We must commit now to address the inequality that exists within the education system
In this blog, Claudenia Williams gives her reaction to recently published research by the National Foundation for Educational Research (NFER) which explores the representation and career progression opportunities in the teaching profession in England among people from different ethnic minority backgrounds.
Everyone needs to be able to visualise a better future for themselves. After all, that’s exactly what we try to instil in our pupils. Much of our teaching centres on tracing the progress made in the world, in arts and humanities and also in the sciences.
So it is troubling, to say the least, to see that despite obvious high levels of enthusiasm from black, Asian and ethnic minority applicants to join the teaching profession, for some reason that isn’t matched with clear career progression into senior levels.
We should also consider why so many leave? Answer that and we may have a solution and we clearly need to understand the experience which means many feel they are not being looked after in the early stages of their careers.
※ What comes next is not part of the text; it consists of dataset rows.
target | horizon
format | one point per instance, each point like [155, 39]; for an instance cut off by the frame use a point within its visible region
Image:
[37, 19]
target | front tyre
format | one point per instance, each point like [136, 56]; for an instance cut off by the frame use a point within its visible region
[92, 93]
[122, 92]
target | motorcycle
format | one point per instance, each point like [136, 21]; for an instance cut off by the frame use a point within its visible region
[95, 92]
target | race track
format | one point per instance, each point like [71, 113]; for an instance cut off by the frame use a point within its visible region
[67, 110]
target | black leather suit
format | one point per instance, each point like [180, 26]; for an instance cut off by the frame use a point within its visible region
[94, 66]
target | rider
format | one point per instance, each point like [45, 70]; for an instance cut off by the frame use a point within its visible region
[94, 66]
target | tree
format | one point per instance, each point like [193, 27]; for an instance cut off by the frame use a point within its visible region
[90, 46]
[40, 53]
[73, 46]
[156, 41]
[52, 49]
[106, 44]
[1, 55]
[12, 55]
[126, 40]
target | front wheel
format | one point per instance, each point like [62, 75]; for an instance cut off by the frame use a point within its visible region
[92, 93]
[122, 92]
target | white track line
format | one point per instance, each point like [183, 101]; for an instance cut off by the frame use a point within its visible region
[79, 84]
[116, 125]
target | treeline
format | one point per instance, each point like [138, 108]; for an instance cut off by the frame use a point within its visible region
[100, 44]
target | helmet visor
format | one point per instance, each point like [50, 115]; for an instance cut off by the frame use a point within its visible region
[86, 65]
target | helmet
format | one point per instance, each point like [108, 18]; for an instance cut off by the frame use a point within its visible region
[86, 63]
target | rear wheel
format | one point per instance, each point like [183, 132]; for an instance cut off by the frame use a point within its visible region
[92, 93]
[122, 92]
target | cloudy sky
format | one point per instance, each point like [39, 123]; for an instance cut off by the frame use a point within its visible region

Perhaps it’s because people of colour starting out in their careers soon find they have two jobs. A teacher, but also they’re a black teacher or an Asian teacher or a teacher from an ethnic minority. It can be exhausting to find that you are working hard to do your actual job but then, in addition, find that there are extra obstacles to career promotion. Maybe that’s why this data highlights the clear problems, not only at the early stages in the profession, but at senior level as well.
At the highest levels, is it a question of opportunities not being offered? Or a lack of representation on appointment panels or on governing boards? Even having to consider those questions suggests a problem at the top. In my case, I have actually been dissuaded from applying for more senior roles. Personally, these experiences over the years have severely eroded my confidence and can significantly impact my everyday work.
I have to remain hopeful. Hopeful that those in the positions to help drive change will not only pay attention to the reality this data presents, but also help to build an education system that is truly inclusive and supportive to all.
Behind the numbers in the NFER workforce analysis are human stories but also battle scars and actually significant trauma.
From my own experience, I remember looking up and not seeing anyone who looks like me. We perhaps take for granted the lack of racial representation when you don't have that lived experience.
I have found myself having to second guess when I’ve been singled out – is it because of my race or my gender? These are questions that nobody should have to ask.
I’ve had it explicitly stated that I need to stay longer in certain roles because I need to prove myself more. As a senior leader, I have witnessed at different stages of the career pipeline that black teachers have to climb over more barriers.
This is very useful analysis which I hope will enable policymakers to really make progress and I’m pleased the best practice is highlighted - but we must all read the research and remember this is also about people. Our schools will be healthier places for our students and colleagues if we commit now to allocating the time and resources to address the inequality that exists within the education system.